Foto: Manuel Cuenya
Fermín con su editor Paolo en la presentación de 'La fatalidad' en Ponferrada
El
narrador y poeta cacabelense Fermín López Costero acaba de obsequiarnos con un
poemario cuyo título, ‘La fatalidad’, ya nos introduce de lleno en los
entresijos de esta vida, donde en ocasiones la desgracia se impone como una apisonadora
que aplastara con su fuerza infinita lo que se le ponga por delante, y aun por
detrás. “La fatalidad me visita todas las noches./ Transfigurada en un
individuo idéntico a mí”, escribe este especialista en microrrelatos, deudor de
maestros como Max Aub o Arreola, que en esta ocasión –antes lo había hecho con
otro poemario dedicado al monasterio de Carracedo- nos ofrece una visión
estremecedora del mundo en que vivimos. Son los suyos poemas impregnados de
reflexión, que casi siempre nos sacuden las entrañas y nos hacen tomar
conciencia de nuestra realidad, tal vez porque “vivimos en los márgenes del
tiempo” o quizá porque “la mirada del hambre es inmensa… inabarcable, como el
dolor de espíritu… Qué fragilidad, la de esta vida nuestra tan esquiva!”.
Amigo
y hermano Fermín, compañero de tantas batallas -sobre todo en otros tiempos,
cuando uno acababa casi de aterrizar en este Bierzo, que tan insólito me
resultaba-, tu fatalidad me ha sobrecogido. Hay versos y hasta poemas enteros
que calan hondo, como ‘El indigente’, que desprende, “con los aullidos del
hambre/ cociné sopas de hiel”, un aroma al maestro Gamoneda; ‘Entre la
inmundicia’, que huele a sociedad basura, o bien ‘El delirio’, que me hace
recordar, con su “carroza fúnebre”, el inicio de ‘Persona’, de Bergman, incluso
ese “aullido de los lobos/que transitan por la estepa del tiempo”, con “La
Muerte, en lo alto del cerro”.
Esa claridad enfermiza, esa luz tísica, ese cendal urdido con excrementos, las hojas abrasadas de los tilos, una flauta fabricada con la tibia de un ahorcado o los bolsillos repletos de sueños son imágenes poderosas que nos despiertan del letargo.

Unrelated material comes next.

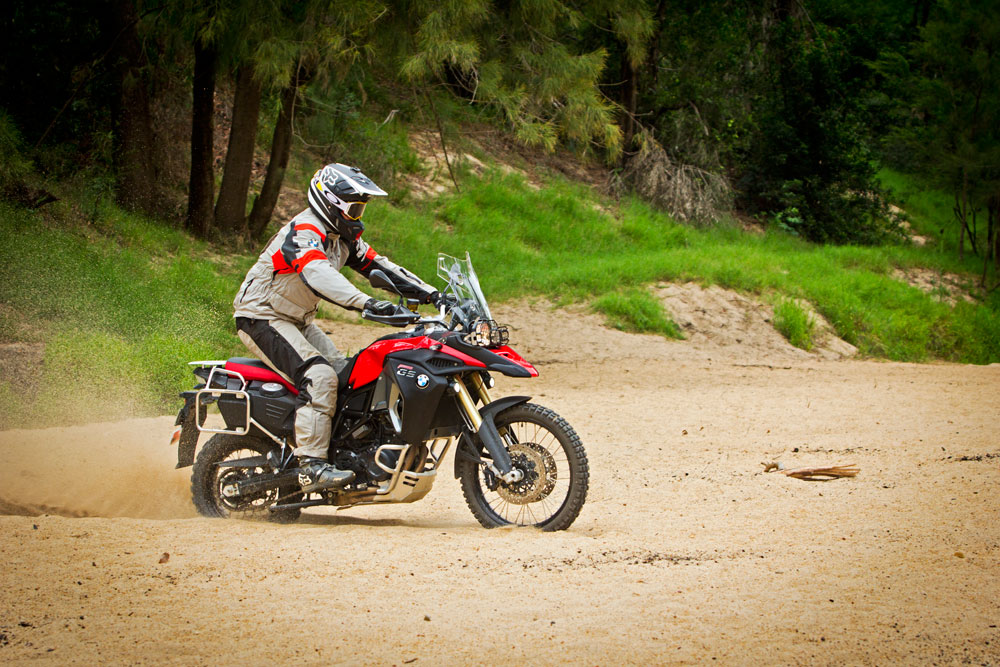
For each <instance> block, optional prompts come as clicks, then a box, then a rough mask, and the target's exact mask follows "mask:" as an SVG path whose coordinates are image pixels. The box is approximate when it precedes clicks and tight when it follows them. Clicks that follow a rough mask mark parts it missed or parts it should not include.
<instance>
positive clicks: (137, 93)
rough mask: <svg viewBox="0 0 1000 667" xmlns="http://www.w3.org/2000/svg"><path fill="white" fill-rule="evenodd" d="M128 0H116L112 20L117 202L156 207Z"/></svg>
mask: <svg viewBox="0 0 1000 667" xmlns="http://www.w3.org/2000/svg"><path fill="white" fill-rule="evenodd" d="M138 23H139V14H138V11H137V8H136V5H135V3H134V2H133V0H115V2H114V5H113V8H112V14H111V26H110V30H109V31H108V33H109V35H111V36H112V39H113V40H114V41H113V42H112V45H113V46H112V51H111V53H112V55H111V57H110V59H111V65H112V68H113V69H114V71H115V73H116V77H115V83H116V91H115V95H114V97H113V99H112V119H113V127H114V139H115V142H114V143H115V150H114V153H113V157H114V166H115V172H116V174H117V176H118V181H117V188H116V192H117V200H118V203H119V204H120V205H121V206H122V207H123V208H126V209H128V210H130V211H143V212H146V213H155V212H156V210H155V196H154V194H155V191H156V190H155V183H156V175H157V174H156V170H155V168H154V167H155V165H154V163H153V162H152V161H151V160H150V159H149V156H150V154H151V153H152V149H153V121H152V115H151V113H150V107H149V87H148V82H147V72H148V68H146V67H145V66H144V65H145V62H144V61H145V58H144V54H143V51H142V45H141V44H140V42H139V35H138V30H137V25H138Z"/></svg>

Esa claridad enfermiza, esa luz tísica, ese cendal urdido con excrementos, las hojas abrasadas de los tilos, una flauta fabricada con la tibia de un ahorcado o los bolsillos repletos de sueños son imágenes poderosas que nos despiertan del letargo.
Tu
labor de orfebre de las palabras, así como tu devoción por cuentos breves y aun
por las greguerías, también aflora con lucidez en tus versos: “el odio es el
fuelle/de un acordeón,/lacerado por el reproche” o “la tristeza es un beso
aplazado,/encerrado –¿para siempre?- en una ampolla de cristal”.
Y,
para finalizar, te diré que tu poema ‘La escuela’ me ha devuelto a mi infancia porque
tu escuela es mi escuela, la de quienes vivimos una época como de otrora,
“arrodillados y con los brazos en cruz,… desarbolados por el miedo”. Qué
terrible. A veces la realidad, casi siempre, supera cualquier ficción, porque somos
lo que recordamos, o mejor dicho, lo que olvidamos.